Investigate the viability of running a drug-checking pilot at music and entertainment venues, with the aim of minimising drug-related harm. It should happen in partnership with Ambulance Victoria, DanceWize, Victoria Police and health services, and be informed by evidence from models overseas and interstate.
All young people have their physical and sexual health needs met, including through high quality education and access to appropriate services.
First steps by 2020
Expand opportunities for young people to take part in physical exercise, in partnership with sporting clubs, health providers and youth services. Focus on young people at higher risk of not taking part, such as young people with disability, young women, and young people on low incomes.
Improve health outcomes for young women by implementing the recommendations of Women’s Health Victoria. Priorities include enhancing young women’s health literacy, promoting positive body image, tackling objectification of girls and women, empowering young women to know their rights (including in health services), and working with young men to challenge abusive ideas about gender and promote respectful relationships. There should be a strong commitment to youth engagement throughout.
Provide sexual health education accessible to all secondary-age students, which is accurate, age-appropriate, relevant to the students' lives, and addresses issues affecting young people, including consent, respect, critical media skills, and coping with impacts of social media and pornography. Education models should be engaging and relevant to all students, including students with disability, students from culturally diverse backgrounds, and students who are same-sex attracted and/or sex or gender diverse.
Expand young people's access to generalist health care, for example through the Doctors in Secondary Schools program. There should be a focus on communities where young people face geographical isolation and/or financial disadvantage.

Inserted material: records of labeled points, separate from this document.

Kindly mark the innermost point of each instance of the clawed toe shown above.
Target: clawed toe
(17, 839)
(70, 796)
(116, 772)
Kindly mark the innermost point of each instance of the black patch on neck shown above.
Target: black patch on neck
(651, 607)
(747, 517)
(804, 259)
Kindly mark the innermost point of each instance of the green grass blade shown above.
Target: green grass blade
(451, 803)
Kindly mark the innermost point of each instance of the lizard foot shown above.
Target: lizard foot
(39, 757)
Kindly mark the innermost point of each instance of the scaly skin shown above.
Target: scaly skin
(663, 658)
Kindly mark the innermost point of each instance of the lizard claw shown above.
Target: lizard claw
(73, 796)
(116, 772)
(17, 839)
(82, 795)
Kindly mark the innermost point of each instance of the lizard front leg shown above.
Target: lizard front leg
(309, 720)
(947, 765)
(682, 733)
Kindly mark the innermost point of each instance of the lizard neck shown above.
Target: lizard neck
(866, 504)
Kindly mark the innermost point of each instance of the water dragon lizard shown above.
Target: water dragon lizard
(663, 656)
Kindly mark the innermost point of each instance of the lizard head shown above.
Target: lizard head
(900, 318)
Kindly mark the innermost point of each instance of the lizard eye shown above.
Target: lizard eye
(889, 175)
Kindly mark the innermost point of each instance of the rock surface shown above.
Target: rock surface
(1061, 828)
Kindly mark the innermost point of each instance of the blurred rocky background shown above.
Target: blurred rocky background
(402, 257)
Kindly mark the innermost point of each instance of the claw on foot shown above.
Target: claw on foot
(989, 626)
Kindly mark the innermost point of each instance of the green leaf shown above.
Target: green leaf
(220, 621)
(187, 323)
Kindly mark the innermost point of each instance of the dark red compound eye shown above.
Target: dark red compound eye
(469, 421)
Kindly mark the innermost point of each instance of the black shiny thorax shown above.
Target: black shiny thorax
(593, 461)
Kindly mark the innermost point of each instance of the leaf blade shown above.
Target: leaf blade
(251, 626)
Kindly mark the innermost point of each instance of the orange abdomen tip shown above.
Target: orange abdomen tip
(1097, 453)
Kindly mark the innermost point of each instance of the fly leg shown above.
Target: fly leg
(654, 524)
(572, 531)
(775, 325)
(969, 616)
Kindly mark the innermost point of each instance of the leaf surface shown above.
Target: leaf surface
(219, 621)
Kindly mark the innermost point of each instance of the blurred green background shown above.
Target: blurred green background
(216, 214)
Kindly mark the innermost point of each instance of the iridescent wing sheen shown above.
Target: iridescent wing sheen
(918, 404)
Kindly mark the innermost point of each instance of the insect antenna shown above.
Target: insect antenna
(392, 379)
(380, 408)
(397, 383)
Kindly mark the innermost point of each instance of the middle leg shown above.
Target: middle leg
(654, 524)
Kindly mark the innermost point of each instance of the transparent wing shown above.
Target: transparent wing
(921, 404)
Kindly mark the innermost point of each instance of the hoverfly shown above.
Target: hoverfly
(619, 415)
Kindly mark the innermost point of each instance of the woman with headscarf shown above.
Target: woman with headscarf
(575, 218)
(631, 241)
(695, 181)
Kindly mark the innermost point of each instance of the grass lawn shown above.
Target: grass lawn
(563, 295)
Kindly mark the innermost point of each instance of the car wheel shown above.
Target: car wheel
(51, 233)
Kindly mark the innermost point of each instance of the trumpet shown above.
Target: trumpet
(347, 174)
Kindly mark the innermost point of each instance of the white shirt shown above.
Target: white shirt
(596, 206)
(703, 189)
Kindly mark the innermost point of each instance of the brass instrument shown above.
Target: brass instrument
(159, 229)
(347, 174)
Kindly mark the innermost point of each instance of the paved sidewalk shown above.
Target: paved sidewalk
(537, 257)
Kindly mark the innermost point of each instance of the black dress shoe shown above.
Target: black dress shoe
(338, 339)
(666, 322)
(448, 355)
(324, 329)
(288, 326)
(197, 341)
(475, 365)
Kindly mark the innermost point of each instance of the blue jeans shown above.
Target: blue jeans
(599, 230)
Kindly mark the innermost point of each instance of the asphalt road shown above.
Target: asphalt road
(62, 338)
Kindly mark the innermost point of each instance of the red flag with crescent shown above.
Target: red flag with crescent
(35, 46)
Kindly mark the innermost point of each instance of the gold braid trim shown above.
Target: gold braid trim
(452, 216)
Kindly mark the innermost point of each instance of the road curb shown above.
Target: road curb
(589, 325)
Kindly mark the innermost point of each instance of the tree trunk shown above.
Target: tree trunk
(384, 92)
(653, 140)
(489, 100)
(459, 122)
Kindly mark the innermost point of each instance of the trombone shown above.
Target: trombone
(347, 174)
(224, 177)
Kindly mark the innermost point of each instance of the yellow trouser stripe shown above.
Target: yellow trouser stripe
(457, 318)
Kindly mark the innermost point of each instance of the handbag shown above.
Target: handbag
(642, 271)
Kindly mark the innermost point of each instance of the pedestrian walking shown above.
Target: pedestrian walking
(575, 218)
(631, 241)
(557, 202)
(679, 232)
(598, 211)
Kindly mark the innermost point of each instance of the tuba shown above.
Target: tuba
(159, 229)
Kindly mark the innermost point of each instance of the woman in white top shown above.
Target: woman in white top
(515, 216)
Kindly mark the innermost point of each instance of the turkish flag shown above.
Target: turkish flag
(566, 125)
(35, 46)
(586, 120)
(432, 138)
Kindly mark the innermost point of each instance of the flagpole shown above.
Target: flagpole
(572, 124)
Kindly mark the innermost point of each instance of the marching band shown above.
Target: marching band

Resource local data collection about young people’s wellbeing, which is detailed, up-to-date, continuous, comparative, accessible and trustworthy. For example, some communities have used the Middle Years Development Index and Communities that Care.
How you can take action
Ask your local candidates these questions in the lead up to the 2018 state election:
1. What are their top priorities for improving young people’s mental and physical health?
2. What will their parties do to improve young people’s access to mental health services in rural, regional and interface communities?
3. Schools are under great pressure to protect students’ mental health and respond when students show signs of mental illness. How would your candidates support schools in relation to student mental health?
4. What sort of education do they think secondary students should be receiving about alcohol and other drugs?